Wade understands the realities of policing.

It is a major challenge to come up with a task Wade has not had to confront — and resolve — throughout his career of 27 years.

He has undertaken helicopter rescues, applied life-saving CPR, provided dignitary protection to three prime ministers, royals, and sports stars, conducted counter-terrorism operations and fired on an armed offender.

Drunks, thieves, illegal users, assailants, domestic violence perpetrators, murderers… Wade has dealt with all of them, along with sieges, high-speed pursuits and high-risk arrests. And, as all operational cops do, Wade has confronted and managed the aftermath of violent deaths, caused by natural disasters, car crashes, and suicide.

But all this is just a microscopic account of his police experience. Wade has served on the real-world police landscape on patrols, as an investigator, a STAR Group member, a patrol sergeant and traffic senior sergeant, and as an officer of police.

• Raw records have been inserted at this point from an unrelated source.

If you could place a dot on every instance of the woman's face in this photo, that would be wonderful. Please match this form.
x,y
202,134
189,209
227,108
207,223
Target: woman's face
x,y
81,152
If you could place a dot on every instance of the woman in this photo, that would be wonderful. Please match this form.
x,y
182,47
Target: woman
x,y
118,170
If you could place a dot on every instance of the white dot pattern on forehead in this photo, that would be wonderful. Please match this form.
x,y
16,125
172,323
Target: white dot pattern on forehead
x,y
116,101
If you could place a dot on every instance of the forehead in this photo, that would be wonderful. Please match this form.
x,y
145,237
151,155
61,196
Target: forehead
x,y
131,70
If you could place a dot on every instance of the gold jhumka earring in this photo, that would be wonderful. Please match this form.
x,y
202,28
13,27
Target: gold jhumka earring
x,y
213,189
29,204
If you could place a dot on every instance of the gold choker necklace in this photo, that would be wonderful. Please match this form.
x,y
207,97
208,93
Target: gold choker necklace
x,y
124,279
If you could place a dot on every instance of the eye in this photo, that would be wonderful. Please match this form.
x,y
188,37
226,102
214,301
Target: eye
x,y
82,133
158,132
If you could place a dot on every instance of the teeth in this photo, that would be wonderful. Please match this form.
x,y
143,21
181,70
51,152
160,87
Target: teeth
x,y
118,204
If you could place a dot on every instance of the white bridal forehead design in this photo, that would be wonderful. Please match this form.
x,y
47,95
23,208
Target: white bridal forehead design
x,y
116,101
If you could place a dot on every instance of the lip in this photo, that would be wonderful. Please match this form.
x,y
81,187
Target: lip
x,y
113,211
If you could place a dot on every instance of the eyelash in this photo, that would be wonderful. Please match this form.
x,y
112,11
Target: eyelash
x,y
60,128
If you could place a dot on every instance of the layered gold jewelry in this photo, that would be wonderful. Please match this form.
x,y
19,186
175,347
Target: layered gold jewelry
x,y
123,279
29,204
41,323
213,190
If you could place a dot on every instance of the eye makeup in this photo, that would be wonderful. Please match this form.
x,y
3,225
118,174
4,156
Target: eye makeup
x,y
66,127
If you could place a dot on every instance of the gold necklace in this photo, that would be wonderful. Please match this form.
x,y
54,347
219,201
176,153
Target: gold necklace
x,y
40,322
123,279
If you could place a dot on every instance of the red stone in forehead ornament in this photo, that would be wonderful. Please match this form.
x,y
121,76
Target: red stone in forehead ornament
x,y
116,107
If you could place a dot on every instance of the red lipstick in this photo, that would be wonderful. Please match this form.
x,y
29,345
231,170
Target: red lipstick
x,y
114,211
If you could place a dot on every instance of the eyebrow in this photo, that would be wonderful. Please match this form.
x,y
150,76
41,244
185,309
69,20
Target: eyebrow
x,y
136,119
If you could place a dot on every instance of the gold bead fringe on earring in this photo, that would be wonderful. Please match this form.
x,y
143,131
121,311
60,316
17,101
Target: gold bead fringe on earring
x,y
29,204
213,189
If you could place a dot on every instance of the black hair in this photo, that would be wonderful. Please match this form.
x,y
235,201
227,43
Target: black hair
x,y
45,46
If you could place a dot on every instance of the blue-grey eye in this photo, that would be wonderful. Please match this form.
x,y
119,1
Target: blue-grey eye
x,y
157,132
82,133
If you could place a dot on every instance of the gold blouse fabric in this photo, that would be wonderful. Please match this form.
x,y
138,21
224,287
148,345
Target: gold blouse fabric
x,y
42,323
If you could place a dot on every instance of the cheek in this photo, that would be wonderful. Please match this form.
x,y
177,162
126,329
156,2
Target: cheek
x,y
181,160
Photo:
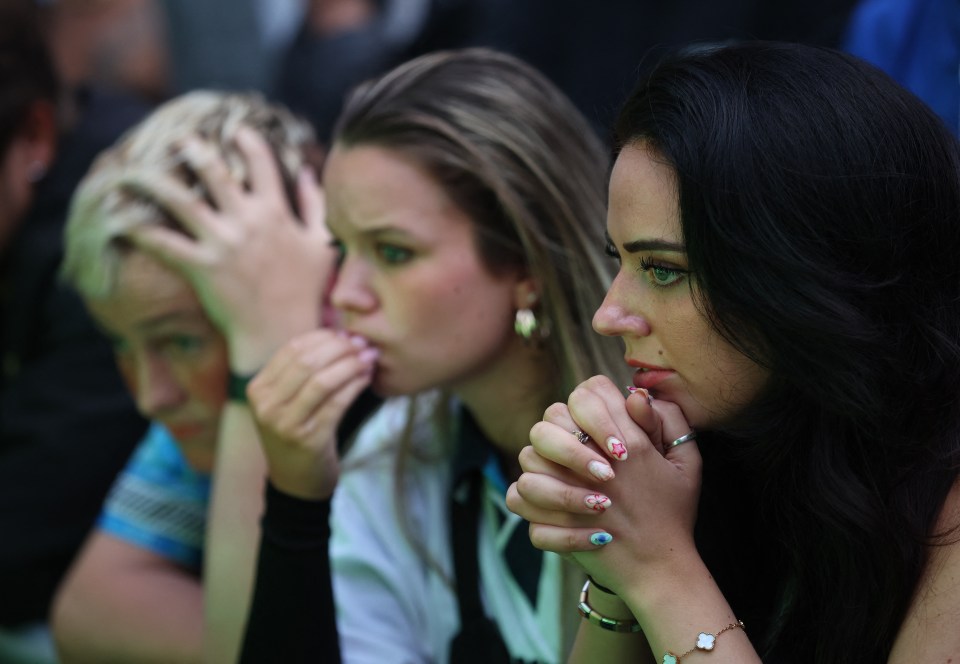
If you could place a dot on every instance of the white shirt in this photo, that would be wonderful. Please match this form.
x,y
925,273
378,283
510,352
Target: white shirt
x,y
392,606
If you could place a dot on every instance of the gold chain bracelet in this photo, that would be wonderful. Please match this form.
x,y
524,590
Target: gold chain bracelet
x,y
705,641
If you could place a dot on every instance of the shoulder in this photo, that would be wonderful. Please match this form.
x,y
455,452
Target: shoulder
x,y
399,422
929,633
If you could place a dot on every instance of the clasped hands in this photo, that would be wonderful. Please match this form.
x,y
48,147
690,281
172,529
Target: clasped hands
x,y
648,503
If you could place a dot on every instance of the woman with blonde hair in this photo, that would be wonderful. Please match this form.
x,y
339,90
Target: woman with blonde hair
x,y
463,191
156,581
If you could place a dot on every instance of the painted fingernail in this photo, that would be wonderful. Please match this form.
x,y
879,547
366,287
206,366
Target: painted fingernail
x,y
599,539
598,502
617,449
358,341
600,470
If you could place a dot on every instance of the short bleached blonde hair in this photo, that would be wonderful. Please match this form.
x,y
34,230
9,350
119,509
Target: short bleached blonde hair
x,y
103,210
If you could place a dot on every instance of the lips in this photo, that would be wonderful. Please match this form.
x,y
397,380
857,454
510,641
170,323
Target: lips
x,y
185,431
648,376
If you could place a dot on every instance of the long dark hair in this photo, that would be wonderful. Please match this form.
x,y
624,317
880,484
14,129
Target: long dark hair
x,y
820,207
27,73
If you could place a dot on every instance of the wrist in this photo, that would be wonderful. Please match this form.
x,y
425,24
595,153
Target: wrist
x,y
666,584
237,386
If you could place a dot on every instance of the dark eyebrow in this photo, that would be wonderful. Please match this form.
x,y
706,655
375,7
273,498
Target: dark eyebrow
x,y
653,245
649,245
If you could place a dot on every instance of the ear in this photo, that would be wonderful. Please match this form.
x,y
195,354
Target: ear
x,y
526,293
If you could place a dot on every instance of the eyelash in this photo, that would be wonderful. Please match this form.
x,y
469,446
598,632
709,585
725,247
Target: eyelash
x,y
649,265
383,252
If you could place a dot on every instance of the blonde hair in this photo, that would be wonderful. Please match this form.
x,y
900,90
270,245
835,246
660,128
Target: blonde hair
x,y
514,153
103,210
519,159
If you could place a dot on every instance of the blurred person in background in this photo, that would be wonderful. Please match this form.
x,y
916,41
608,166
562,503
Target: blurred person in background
x,y
66,422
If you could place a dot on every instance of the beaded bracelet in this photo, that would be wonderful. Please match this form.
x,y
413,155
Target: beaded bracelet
x,y
705,641
594,618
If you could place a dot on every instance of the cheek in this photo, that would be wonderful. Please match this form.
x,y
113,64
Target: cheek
x,y
207,377
128,372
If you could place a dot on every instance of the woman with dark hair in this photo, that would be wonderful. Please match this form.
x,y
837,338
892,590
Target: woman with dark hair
x,y
789,296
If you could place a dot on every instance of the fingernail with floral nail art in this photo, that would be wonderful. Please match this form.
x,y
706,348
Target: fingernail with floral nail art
x,y
597,502
617,449
600,470
599,539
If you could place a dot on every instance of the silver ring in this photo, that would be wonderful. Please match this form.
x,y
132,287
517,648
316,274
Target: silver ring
x,y
685,438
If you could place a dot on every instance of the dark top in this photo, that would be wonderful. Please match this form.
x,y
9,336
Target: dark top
x,y
293,618
67,423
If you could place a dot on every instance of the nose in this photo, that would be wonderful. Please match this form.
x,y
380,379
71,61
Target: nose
x,y
156,389
619,316
351,289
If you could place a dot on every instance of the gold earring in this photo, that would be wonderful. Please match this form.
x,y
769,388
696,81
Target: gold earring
x,y
525,324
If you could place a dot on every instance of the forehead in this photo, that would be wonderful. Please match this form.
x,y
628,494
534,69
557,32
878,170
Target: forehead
x,y
374,188
643,197
147,294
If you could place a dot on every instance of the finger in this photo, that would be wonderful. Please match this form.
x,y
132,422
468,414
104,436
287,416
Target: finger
x,y
210,168
182,204
535,514
321,390
169,246
556,444
264,170
675,426
568,540
641,411
312,203
549,493
296,350
599,408
286,372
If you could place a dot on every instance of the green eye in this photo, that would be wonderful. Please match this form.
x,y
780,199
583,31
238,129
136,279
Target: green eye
x,y
663,276
184,344
341,250
659,275
394,255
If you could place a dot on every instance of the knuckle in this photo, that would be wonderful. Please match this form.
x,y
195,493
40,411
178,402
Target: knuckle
x,y
538,431
538,537
555,411
526,457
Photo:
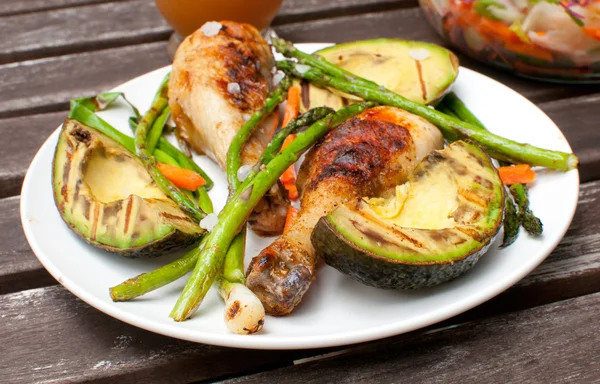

He even moved to broaden his operational experience when, on leave without pay, he served for 12 months with Australian Border Force. He hunted people smugglers close to Indonesian waters, and illegal fishers and drug runners in the Antarctic.

Wade also responded when crisis struck our near neighbours. As part of a joint Australian police contingent, he supervised reassurance operations in the disaster zone left by the Christchurch earthquake in New Zealand in 2011.

Today, on the front line as a District Duty Inspector, working side-by-side with operational members, Wade sees and understands the impact of chronic under-resourcing. 

“The result,” he says, “is far too great a workload imposed on far too few front-line members.  The demands on those members are way beyond any reasonable expectation. 

“I see that pressure cause stress and injuries and force members off the front line.  Then I see that stress grow because of the concern they hold for their futures.  It’s simply unacceptable.”

Besides all his front-line expertise, Wade is equally skilled in non-operational fields as well. He has held positions at the top of the tree in SA policing. As a member of the Commissioner’s Support Branch, he gave counsel and advice to the Commissioner over an eight-year period — specialising in industrial relations and enterprise bargaining matters.

And, in his time in the Industrial Relations Branch, he came to master the complex art of negotiation. To secure agreements out of the enterprise bargaining process, he twice served as the project manager and lead negotiator for SAPOL.

“In that time, I established invaluable relationships within government and the public service,” he says. “That gave me a crystal-clear understanding of how the machinery of government works.

“And, from my time working directly with the Commissioner, the little-known inner workings of the upper echelons of SAPOL became equally clear to me.

“This inside political and industrial knowledge I’ve absorbed is critical. It’s a must-have for a Police Association president to stay a step ahead of the play and score wins for members.”